Thank you Hong. I will look into it.

Best,
Karthik.

From: Zhang, Hong <[email protected]>
Date: Thursday, 20 April 2023 at 16:47
To: Matthew Knepley <[email protected]>, Chockalingam, Karthikeyan (STFC,DL,HC) 
<[email protected]>
Cc: [email protected] <[email protected]>
Subject: Re: [petsc-users] question about MatSetLocalToGlobalMapping
Karthik,
We built a KKT matrix in  TaoSNESJacobian_PDIPM() (see 
petsc/src/tao/constrained/impls/ipm/pdipm.c) which assembles several small 
matrices into a large KKT matrix in mpiaij format. You could take the same 
approach to insert P and P^T into your K.
FYI, I attached our paper.
Hong
________________________________
From: petsc-users <[email protected]> on behalf of Matthew 
Knepley <[email protected]>
Sent: Thursday, April 20, 2023 5:37 AM
To: Karthikeyan Chockalingam - STFC UKRI <[email protected]>
Cc: [email protected] <[email protected]>
Subject: Re: [petsc-users] question about MatSetLocalToGlobalMapping

On Thu, Apr 20, 2023 at 6:13 AM Karthikeyan Chockalingam - STFC UKRI via 
petsc-users <[email protected]<mailto:[email protected]>> wrote:

Hello,



I created a new thread, thought would it be more appropriate (and is a 
continuation of my previous post). I want to construct the below K matrix 
(which is composed of submatrices)



K = [A P^T

       P   0]



Where K is of type MatMPIAIJ. I first constructed the top left [A] using 
MatSetValues().



Now, I would like to construct the bottom left [p] and top right [p^T] using 
MatSetValuesLocal().



To use  MatSetValuesLocal(),  I first have to create a local-to-global mapping 
using ISLocalToGlobalMappingCreate. I have created two mapping row_mapping and 
column_mapping.

I do not understand why they are not the same map. Maybe I was unclear before. 
It looks like you have two fields, say phi and lambda, where lambda is a 
Lagrange multiplier imposing some constraint. Then you get a saddle point like 
this. You can imagine matrices

  (phi, phi)        --> A
  (phi, lambda) --> P^T
  (lambda, phi) --> P

So you make a L2G map for the phi field and the lambda field. Oh, you are 
calling them row and col map, but they are my phi and lambda
maps. I do not like the row and col names since in P they reverse.
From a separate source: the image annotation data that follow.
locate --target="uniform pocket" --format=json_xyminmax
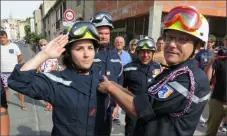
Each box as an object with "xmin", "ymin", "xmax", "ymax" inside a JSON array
[{"xmin": 9, "ymin": 49, "xmax": 14, "ymax": 54}]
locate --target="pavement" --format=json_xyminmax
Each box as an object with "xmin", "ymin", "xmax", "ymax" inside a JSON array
[{"xmin": 6, "ymin": 44, "xmax": 226, "ymax": 136}]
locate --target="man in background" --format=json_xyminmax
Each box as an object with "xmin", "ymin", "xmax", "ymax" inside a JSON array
[{"xmin": 0, "ymin": 31, "xmax": 27, "ymax": 110}]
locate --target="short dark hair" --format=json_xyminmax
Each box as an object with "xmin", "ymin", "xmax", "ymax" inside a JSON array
[
  {"xmin": 62, "ymin": 43, "xmax": 73, "ymax": 68},
  {"xmin": 76, "ymin": 17, "xmax": 84, "ymax": 21},
  {"xmin": 0, "ymin": 30, "xmax": 7, "ymax": 36},
  {"xmin": 62, "ymin": 42, "xmax": 98, "ymax": 69},
  {"xmin": 157, "ymin": 36, "xmax": 164, "ymax": 41}
]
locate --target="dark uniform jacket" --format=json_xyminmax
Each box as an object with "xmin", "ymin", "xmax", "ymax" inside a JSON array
[
  {"xmin": 134, "ymin": 59, "xmax": 210, "ymax": 136},
  {"xmin": 211, "ymin": 56, "xmax": 227, "ymax": 102},
  {"xmin": 123, "ymin": 61, "xmax": 162, "ymax": 95},
  {"xmin": 0, "ymin": 79, "xmax": 8, "ymax": 108},
  {"xmin": 94, "ymin": 48, "xmax": 123, "ymax": 136},
  {"xmin": 123, "ymin": 60, "xmax": 162, "ymax": 136},
  {"xmin": 8, "ymin": 64, "xmax": 106, "ymax": 136}
]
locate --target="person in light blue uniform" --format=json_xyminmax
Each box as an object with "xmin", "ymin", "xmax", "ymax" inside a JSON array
[
  {"xmin": 113, "ymin": 36, "xmax": 132, "ymax": 125},
  {"xmin": 123, "ymin": 38, "xmax": 162, "ymax": 136},
  {"xmin": 90, "ymin": 12, "xmax": 123, "ymax": 136},
  {"xmin": 8, "ymin": 21, "xmax": 111, "ymax": 136}
]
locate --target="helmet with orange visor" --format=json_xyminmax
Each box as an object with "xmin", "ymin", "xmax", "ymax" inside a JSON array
[{"xmin": 163, "ymin": 6, "xmax": 209, "ymax": 45}]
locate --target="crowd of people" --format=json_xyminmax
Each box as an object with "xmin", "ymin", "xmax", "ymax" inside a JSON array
[{"xmin": 0, "ymin": 6, "xmax": 227, "ymax": 136}]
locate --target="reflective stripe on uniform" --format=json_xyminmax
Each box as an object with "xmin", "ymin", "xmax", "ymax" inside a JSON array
[
  {"xmin": 168, "ymin": 81, "xmax": 211, "ymax": 104},
  {"xmin": 43, "ymin": 73, "xmax": 72, "ymax": 86},
  {"xmin": 110, "ymin": 59, "xmax": 122, "ymax": 64},
  {"xmin": 94, "ymin": 58, "xmax": 102, "ymax": 62},
  {"xmin": 124, "ymin": 67, "xmax": 137, "ymax": 71}
]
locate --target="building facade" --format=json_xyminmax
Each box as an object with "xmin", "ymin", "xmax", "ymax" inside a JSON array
[
  {"xmin": 33, "ymin": 9, "xmax": 42, "ymax": 35},
  {"xmin": 1, "ymin": 18, "xmax": 25, "ymax": 40},
  {"xmin": 39, "ymin": 0, "xmax": 95, "ymax": 40},
  {"xmin": 95, "ymin": 0, "xmax": 227, "ymax": 45}
]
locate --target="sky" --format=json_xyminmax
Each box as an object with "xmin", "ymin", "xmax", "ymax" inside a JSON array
[{"xmin": 0, "ymin": 0, "xmax": 43, "ymax": 20}]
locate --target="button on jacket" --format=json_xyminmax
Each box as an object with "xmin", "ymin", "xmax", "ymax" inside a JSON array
[
  {"xmin": 123, "ymin": 61, "xmax": 162, "ymax": 136},
  {"xmin": 134, "ymin": 59, "xmax": 210, "ymax": 136},
  {"xmin": 94, "ymin": 49, "xmax": 123, "ymax": 136},
  {"xmin": 8, "ymin": 64, "xmax": 106, "ymax": 136}
]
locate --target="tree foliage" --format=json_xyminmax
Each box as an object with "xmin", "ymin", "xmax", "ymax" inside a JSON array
[{"xmin": 24, "ymin": 18, "xmax": 43, "ymax": 45}]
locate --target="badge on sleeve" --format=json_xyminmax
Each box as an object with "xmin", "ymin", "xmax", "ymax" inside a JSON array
[
  {"xmin": 9, "ymin": 49, "xmax": 14, "ymax": 54},
  {"xmin": 158, "ymin": 85, "xmax": 174, "ymax": 98},
  {"xmin": 152, "ymin": 69, "xmax": 161, "ymax": 78}
]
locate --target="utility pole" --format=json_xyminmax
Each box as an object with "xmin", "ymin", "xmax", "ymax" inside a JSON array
[{"xmin": 83, "ymin": 0, "xmax": 85, "ymax": 20}]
Q1) At what point should I declare MatSetLocalToGlobalMapping – is it just 
before I use MatSetValuesLocal()?

Okay, it is good you are asking this because my thinking was somewhat confused. 
I think the precise steps are:

  1) Create the large saddle point matrix K

    1a) We must call 
https://petsc.org/main/manualpages/Mat/MatSetLocalToGlobalMapping/ on it. In 
the simplest case, this just maps
           the local rows numbers [0, Nrows) to the global rows numbers 
[rowStart, rowStart + Nrows).

  2) To form each piece:

    2a) Extract that block using 
https://petsc.org/main/manualpages/Mat/MatGetLocalSubMatrix/

           This gives back a Mat object that you subsequently restore using 
https://petsc.org/main/manualpages/Mat/MatRestoreLocalSubMatrix/

     2b) Insert values using 
https://petsc.org/main/manualpages/Mat/MatSetValuesLocal/

            The local indices used for insertion here are indices relative to 
the block itself, and the L2G map for this matrix
            has been rewritten to insert into that block in the larger matrix. 
Thus this looks like just calling MatSetValuesLocal()
            on the smaller matrix block, but inserts correctly into the larger 
matrix.

Therefore, the code you write code in 2) could work equally well making the 
large matrix from 1), or independent smaller matrix blocks.

Does this make sense?

  Thanks,

     Matt


I will use MatSetLocalToGlobalMapping(K, row_mapping, column_mapping) to build 
the bottom left [P].





Q2) Can now I reset the mapping as MatSetLocalToGlobalMapping(K, 
column_mapping, row_mapping) to build the top right [P^T]?





Many thanks!



Kind regards,

Karthik.




















--
What most experimenters take for granted before they begin their experiments is 
infinitely more interesting than any results to which their experiments lead.